The EU has raised the restrictions on capsicum imported from India and Pakistan due to high rate of non-compliance with pesticide norms making it mandatory for shipments to be accompanied by an official certificate stating that the items were free of pesticide residues.
For curry leaves imported from India, however, the EU observed that the frequency of non-compliance with regulations had declined and the earlier requirement for mandatory certification could be discontinued, a government official told.
In a notification to the World Trade Organisation specifying new restrictions on various members, the EU bloc argued that despite the official controls carried out on these foodstuffs by the member States, there was a persistently high rate of non-compliance for peppers of the Capsicum species from India. In Pakistan’s case, non-compliance for capsicum had increased after the official controls were raised.
“In order to protect human health in the Union, it is, therefore, necessary in addition to the increased level of official controls, to provide for special conditions concerning peppers of the capsicum species from India and Pakistan. In particular, all consignments…should be accompanied by an official certificate stating that the products have been sampled and analysed for pesticide residues and all results show that the relevant maximum residue levels of pesticides have not been exceeded,” as per publication in the EU’s official journal on May 6 2020.
Capsicums imported from India and Pakistan into the EU was subject to an increased level of official controls to check the presence of pesticide residues since January 2018. That frequency rate was increased in January 2019 from 10 per cent to 20 per cent due to a high degree of non-compliance with the relevant requirements provided for in Union legislation.

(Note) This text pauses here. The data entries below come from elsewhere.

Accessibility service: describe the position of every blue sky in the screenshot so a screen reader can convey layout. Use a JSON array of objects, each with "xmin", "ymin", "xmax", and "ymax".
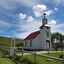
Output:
[{"xmin": 0, "ymin": 0, "xmax": 64, "ymax": 39}]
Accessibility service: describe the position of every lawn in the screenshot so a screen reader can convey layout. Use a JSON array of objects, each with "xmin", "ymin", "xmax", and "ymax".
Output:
[
  {"xmin": 20, "ymin": 55, "xmax": 63, "ymax": 64},
  {"xmin": 0, "ymin": 58, "xmax": 15, "ymax": 64},
  {"xmin": 45, "ymin": 52, "xmax": 64, "ymax": 58}
]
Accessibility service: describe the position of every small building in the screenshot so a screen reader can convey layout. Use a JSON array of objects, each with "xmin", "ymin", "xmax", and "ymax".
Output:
[{"xmin": 24, "ymin": 13, "xmax": 52, "ymax": 50}]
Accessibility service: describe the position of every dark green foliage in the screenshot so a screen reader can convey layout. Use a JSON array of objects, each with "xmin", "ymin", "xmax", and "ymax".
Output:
[
  {"xmin": 0, "ymin": 36, "xmax": 23, "ymax": 47},
  {"xmin": 51, "ymin": 32, "xmax": 64, "ymax": 50}
]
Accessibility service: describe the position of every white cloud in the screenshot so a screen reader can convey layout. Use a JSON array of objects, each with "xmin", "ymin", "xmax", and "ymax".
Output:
[
  {"xmin": 15, "ymin": 0, "xmax": 40, "ymax": 7},
  {"xmin": 48, "ymin": 20, "xmax": 56, "ymax": 26},
  {"xmin": 54, "ymin": 8, "xmax": 58, "ymax": 11},
  {"xmin": 27, "ymin": 16, "xmax": 33, "ymax": 22},
  {"xmin": 16, "ymin": 20, "xmax": 42, "ymax": 38},
  {"xmin": 45, "ymin": 10, "xmax": 53, "ymax": 16},
  {"xmin": 19, "ymin": 13, "xmax": 27, "ymax": 20},
  {"xmin": 33, "ymin": 4, "xmax": 47, "ymax": 17},
  {"xmin": 16, "ymin": 19, "xmax": 64, "ymax": 39},
  {"xmin": 53, "ymin": 0, "xmax": 64, "ymax": 5}
]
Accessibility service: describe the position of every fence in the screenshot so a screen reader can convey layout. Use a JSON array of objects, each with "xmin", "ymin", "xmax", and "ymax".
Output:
[{"xmin": 19, "ymin": 50, "xmax": 64, "ymax": 64}]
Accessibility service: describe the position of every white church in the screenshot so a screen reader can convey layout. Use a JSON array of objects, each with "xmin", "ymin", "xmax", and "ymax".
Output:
[{"xmin": 24, "ymin": 13, "xmax": 52, "ymax": 50}]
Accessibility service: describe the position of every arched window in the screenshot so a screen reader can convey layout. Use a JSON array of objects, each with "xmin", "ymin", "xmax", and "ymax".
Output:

Many Rapid Alert System for Food and Feed (RASFF) notifications were transmitted concerning both commodities since the establishment of an increased level of official controls. “Those results provide evidence that the entry of those foods into the Union constitutes a serious risk for human health,” the EU publication added. India’s total capsicum exports in 2018-19 were valued at just $2 million compared to its total fresh fruits and vegetable exports worth $1.4 billion.